In [1]:
#!/usr/bin/env python3
"""
semantic_search_engine.py

A local semantic search engine for Reddit life advice, with RAG summaries powered by Hugging Face.
"""

import json
import os
import pickle
import textwrap
from pathlib import Path
from typing import Dict, List

import numpy as np
import faiss
from sentence_transformers import SentenceTransformer
from transformers import AutoTokenizer, AutoModelForSeq2SeqLM, pipeline

try:
    from tqdm import tqdm
except ImportError:
    def tqdm(x, *args, **kwargs): return x


class SemanticSearchEngine:
    def __init__(self,
                 model_name: str = "sentence-transformers/all-MiniLM-L6-v2",
                 index_dir: str | Path = "index",
                 use_gpu: bool = False):
        self.index_dir = Path(index_dir)
        self.index_path = self.index_dir / "faiss.index"
        self.meta_path = self.index_dir / "metadata.pkl"
        self.index_dir.mkdir(parents=True, exist_ok=True)

        self.model = SentenceTransformer(model_name)
        if use_gpu:
            self.model = self.model.to("cuda")

        self.index: faiss.Index | None = None
        self.metadata: List[Dict] = []

        # Local RAG model setup (Flan-T5)
        print("🔍 Loading local RAG model (flan-t5-large)...")
        self.rag_tokenizer = AutoTokenizer.from_pretrained("google/flan-t5-large")
        self.rag_model = AutoModelForSeq2SeqLM.from_pretrained("google/flan-t5-large")
        self.rag_pipeline = pipeline("text2text-generation", model=self.rag_model, tokenizer=self.rag_tokenizer)

    @staticmethod
    def _normalise(emb: np.ndarray) -> np.ndarray:
        norm = np.linalg.norm(emb, axis=1, keepdims=True)
        return emb / np.maximum(norm, 1e-12)

    def build(self, docs: List[str], metas: List[Dict], hnsw_m: int = 32):
        if len(docs) != len(metas):
            raise ValueError("Mismatch between docs and metas")

        print(f"📦 Encoding {len(docs)} documents...")
        embeddings = self.model.encode(docs, batch_size=128, show_progress_bar=True, convert_to_numpy=True)
        embeddings = self._normalise(embeddings.astype('float32'))
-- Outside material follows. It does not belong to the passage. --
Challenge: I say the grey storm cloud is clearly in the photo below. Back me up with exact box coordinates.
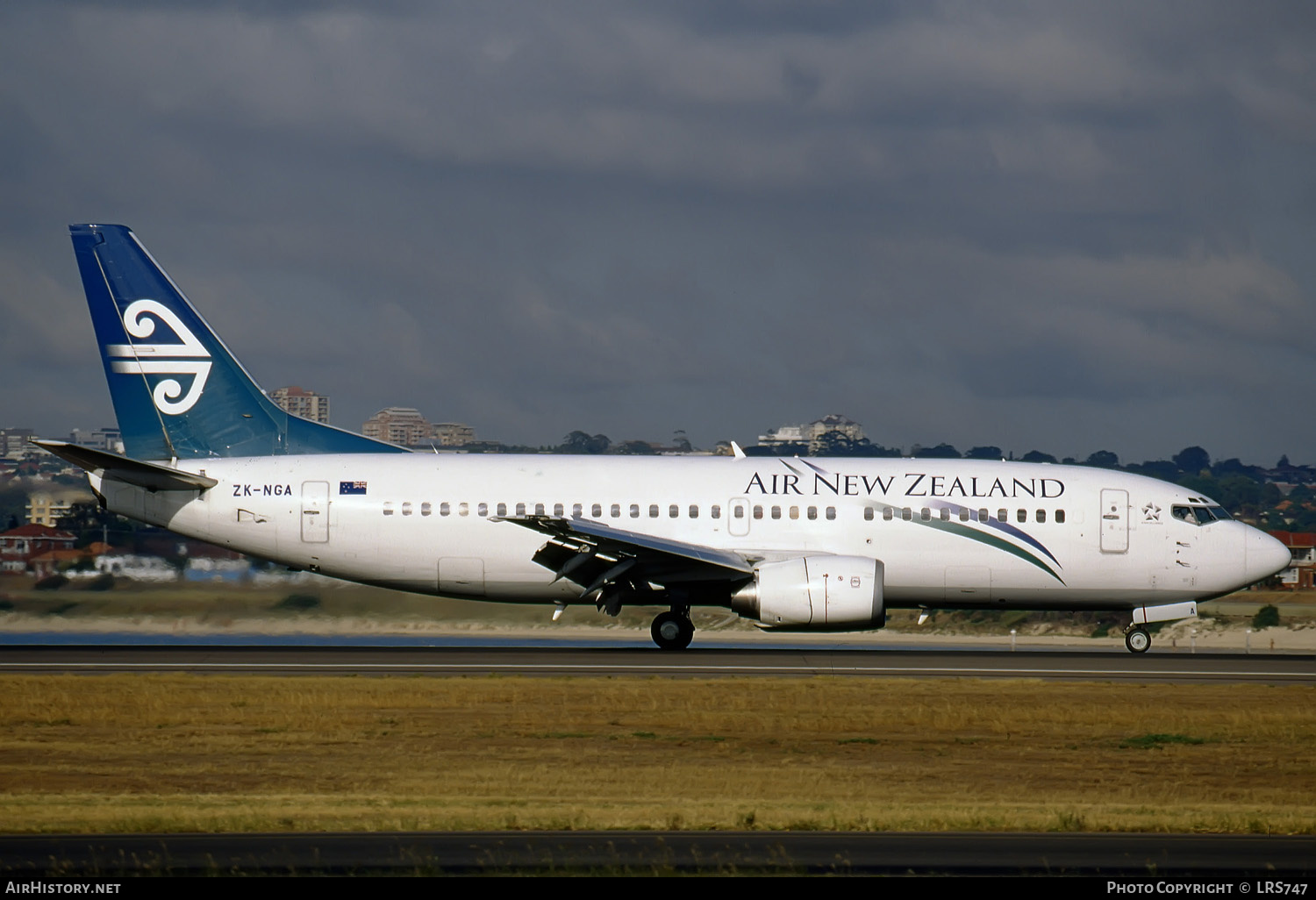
[0,2,1316,462]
        dim = embeddings.shape[1]
        self.index = faiss.IndexHNSWFlat(dim, hnsw_m, faiss.METRIC_INNER_PRODUCT)
        self.index.hnsw.efConstruction = 200

        print("📌 Adding vectors to index...")
        self.index.add(embeddings)
        self.metadata = metas
        self.save()
        print(f"✅ Index built with {self.index.ntotal} vectors → {self.index_path.resolve()}")

    def save(self):
        faiss.write_index(self.index, str(self.index_path))
        with open(self.meta_path, "wb") as f:
            pickle.dump(self.metadata, f)

    def load(self):
        if self.index is None:
            self.index = faiss.read_index(str(self.index_path))
        if not self.metadata:
            with open(self.meta_path, "rb") as f:
                self.metadata = pickle.load(f)

    def search(self, query: str, top_k: int = 5) -> List[Dict]:
        self.load()
        q_emb = self.model.encode([query], convert_to_numpy=True)
        q_emb = self._normalise(q_emb.astype('float32'))

        scores, idxs = self.index.search(q_emb, top_k)
        results = []
        for score, idx in zip(scores[0], idxs[0]):
            item = self.metadata[idx].copy()
            item["score"] = float(score)
            results.append(item)
        return results

    def local_rag_answer(self, query: str, context_k: int = 5) -> str:
        contexts = self.search(query, top_k=context_k)
        context_texts = [
            f"Title: {c['title']}\nAdvice: {c.get('top_comment', '')}"
            for c in contexts if c.get("top_comment")
        ]

        prompt_body = "\n\n".join(context_texts)
        prompt = (
            f"Based on the Reddit advice below, answer the QUESTION in 3–5 bullet points.\n\n"
            f"REDDIT ADVICE:\n{prompt_body}\n\nQUESTION: {query}"
        )

        # Truncate to model's limit (512 tokens)
        inputs = self.rag_tokenizer(prompt, return_tensors="pt", truncation=True, max_length=512)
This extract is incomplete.